Despite heavy political pressure to write off so-called "junior"- or second-lien, mortgages to help struggling owners keep their homes, banks aren't always willing to follow that script. Why? Because those loans amounted to $1 trillion in the U.S. at the end of last year, according to the Federal Reserve, and many banks hold a lot of that paper. A second trust deed is a loan in a subordinate position to a first trust deed loan secured by the same collateral.

Although owners and many banks are trying to strike deals to reduce the payments on homeowners' first mortgages, the main sticking point to consummating those transactions is that lenders holding the first liens often will not accept a deal unless the banks holding the second mortgages take a hit too. But those banks, which are trying to get their assets back in the positive column, don't always want to write off the junior liens.

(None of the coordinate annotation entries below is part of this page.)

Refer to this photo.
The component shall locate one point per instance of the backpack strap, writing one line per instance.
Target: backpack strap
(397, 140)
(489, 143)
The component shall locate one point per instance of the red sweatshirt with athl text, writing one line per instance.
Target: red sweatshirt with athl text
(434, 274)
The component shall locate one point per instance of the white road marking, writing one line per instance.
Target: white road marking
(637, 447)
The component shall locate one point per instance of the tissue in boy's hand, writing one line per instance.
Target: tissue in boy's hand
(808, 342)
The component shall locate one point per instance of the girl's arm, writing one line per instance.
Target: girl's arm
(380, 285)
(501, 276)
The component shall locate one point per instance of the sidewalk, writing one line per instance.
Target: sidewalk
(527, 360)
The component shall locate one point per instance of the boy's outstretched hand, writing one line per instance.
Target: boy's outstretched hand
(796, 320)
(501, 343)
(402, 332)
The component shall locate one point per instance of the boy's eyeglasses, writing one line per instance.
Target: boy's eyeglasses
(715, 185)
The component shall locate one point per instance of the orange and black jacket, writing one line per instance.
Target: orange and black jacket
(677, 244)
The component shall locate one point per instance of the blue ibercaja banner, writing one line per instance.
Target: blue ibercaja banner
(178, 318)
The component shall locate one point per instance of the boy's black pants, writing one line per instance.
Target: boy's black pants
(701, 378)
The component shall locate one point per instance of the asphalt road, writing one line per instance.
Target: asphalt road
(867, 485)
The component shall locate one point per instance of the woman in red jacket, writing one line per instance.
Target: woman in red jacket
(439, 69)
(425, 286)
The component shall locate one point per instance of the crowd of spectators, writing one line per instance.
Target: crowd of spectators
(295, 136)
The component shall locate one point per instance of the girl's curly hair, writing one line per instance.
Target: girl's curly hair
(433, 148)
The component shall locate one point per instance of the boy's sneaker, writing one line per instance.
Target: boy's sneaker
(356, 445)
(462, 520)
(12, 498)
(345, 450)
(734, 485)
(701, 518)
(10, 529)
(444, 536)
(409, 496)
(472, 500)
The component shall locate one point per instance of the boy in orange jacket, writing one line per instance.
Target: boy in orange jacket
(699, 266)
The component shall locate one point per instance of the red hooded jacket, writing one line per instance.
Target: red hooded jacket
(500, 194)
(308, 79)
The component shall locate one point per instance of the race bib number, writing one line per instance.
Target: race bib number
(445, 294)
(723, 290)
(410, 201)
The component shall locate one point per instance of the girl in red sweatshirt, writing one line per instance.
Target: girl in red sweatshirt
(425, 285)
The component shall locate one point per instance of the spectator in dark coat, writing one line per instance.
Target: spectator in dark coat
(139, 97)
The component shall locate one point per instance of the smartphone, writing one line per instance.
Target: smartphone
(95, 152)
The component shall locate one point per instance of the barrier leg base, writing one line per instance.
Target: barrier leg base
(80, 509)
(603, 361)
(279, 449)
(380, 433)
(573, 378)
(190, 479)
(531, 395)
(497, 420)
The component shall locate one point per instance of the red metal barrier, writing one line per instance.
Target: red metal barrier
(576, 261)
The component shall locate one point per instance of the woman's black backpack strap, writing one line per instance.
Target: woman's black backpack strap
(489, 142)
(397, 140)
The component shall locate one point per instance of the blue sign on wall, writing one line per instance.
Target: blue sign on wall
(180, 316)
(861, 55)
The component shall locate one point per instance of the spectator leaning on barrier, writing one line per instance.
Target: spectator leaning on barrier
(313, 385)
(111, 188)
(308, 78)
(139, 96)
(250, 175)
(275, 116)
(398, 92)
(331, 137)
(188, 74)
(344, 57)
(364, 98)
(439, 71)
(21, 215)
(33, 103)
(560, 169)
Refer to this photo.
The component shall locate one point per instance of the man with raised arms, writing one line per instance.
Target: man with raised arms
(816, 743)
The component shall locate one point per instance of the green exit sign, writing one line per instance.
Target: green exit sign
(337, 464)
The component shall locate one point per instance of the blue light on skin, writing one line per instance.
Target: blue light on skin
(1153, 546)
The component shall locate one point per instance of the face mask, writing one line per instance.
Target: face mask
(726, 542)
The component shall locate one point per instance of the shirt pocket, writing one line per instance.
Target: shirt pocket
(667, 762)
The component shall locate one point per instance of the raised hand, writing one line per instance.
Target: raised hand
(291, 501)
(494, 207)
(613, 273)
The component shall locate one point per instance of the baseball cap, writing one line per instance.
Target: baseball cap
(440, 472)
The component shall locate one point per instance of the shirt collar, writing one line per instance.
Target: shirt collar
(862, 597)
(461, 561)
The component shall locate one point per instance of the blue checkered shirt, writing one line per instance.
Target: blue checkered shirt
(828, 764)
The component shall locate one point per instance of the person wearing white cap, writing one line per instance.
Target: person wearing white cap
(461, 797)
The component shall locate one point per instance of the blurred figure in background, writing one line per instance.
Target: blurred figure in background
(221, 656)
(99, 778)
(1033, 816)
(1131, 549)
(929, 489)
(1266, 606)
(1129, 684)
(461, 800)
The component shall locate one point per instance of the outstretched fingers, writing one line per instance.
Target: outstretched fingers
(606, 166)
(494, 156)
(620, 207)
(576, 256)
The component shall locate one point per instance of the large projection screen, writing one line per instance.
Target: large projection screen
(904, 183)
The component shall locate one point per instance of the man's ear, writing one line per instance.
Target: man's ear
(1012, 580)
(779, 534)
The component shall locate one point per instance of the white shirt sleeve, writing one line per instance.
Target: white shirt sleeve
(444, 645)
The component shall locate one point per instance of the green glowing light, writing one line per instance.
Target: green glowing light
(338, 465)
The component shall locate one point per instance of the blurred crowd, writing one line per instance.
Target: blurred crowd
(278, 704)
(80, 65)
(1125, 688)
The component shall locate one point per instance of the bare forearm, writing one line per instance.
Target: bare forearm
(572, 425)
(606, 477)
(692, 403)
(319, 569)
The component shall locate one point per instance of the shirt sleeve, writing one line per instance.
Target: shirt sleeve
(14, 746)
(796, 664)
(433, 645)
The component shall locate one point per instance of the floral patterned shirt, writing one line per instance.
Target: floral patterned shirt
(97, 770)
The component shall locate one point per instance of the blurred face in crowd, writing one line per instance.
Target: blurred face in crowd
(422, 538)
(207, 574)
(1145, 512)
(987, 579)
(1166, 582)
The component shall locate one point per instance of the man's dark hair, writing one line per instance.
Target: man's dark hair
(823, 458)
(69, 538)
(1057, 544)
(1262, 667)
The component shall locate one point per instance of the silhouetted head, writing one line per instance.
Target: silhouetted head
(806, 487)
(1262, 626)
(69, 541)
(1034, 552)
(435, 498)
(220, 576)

It's not unusual for second liens -- typically loans taken out after the house was purchased -- to lack collateral backing today because of the steep drop in home values; sometimes a second mortgage is below the amount owed on the first mortgage alone. That's why some politicians are urging banks to write off those "worthless" second liens. Many homeowners who are in default on their first mortgages, however, still are making monthly payments on the second liens, so banks don't want to kiss those loans off. The ability for banks to collect on second liens varies by state.

How pervasive is the problem?

"I see it all the time," says accountant Earl Salter, an enrolled agent with Norwalk Business Service in Norwalk, Calif. Financially shaky owners who have lost their homes to foreclosure and face second-lien lenders demanding repayment "have two choices: file bankruptcy or try to strike a deal with the holder of the second to accept 10 or 15 cents on the dollar" owed, he said.

If lenders and borrowers don't strike a deal, lenders may garnish the borrowers' wages and other assets, if the owners have some income or the potential for income. In some cases, banks sell the junior-lien loans to collection agencies, which take over recovery of the debt.

While many banks are making decisions about repayment of second-lien loans on a case-by-case basis, lawmakers are seeking solutions for borrowers unable to repay junior-lien debts. One U.S. Treasury program requires the reduction of payments on junior-lien mortgages by participating lenders if they're allowing reductions on first mortgages.

Of one thing you can be sure: we haven't heard the last of this issue yet. Other programs already are on the table.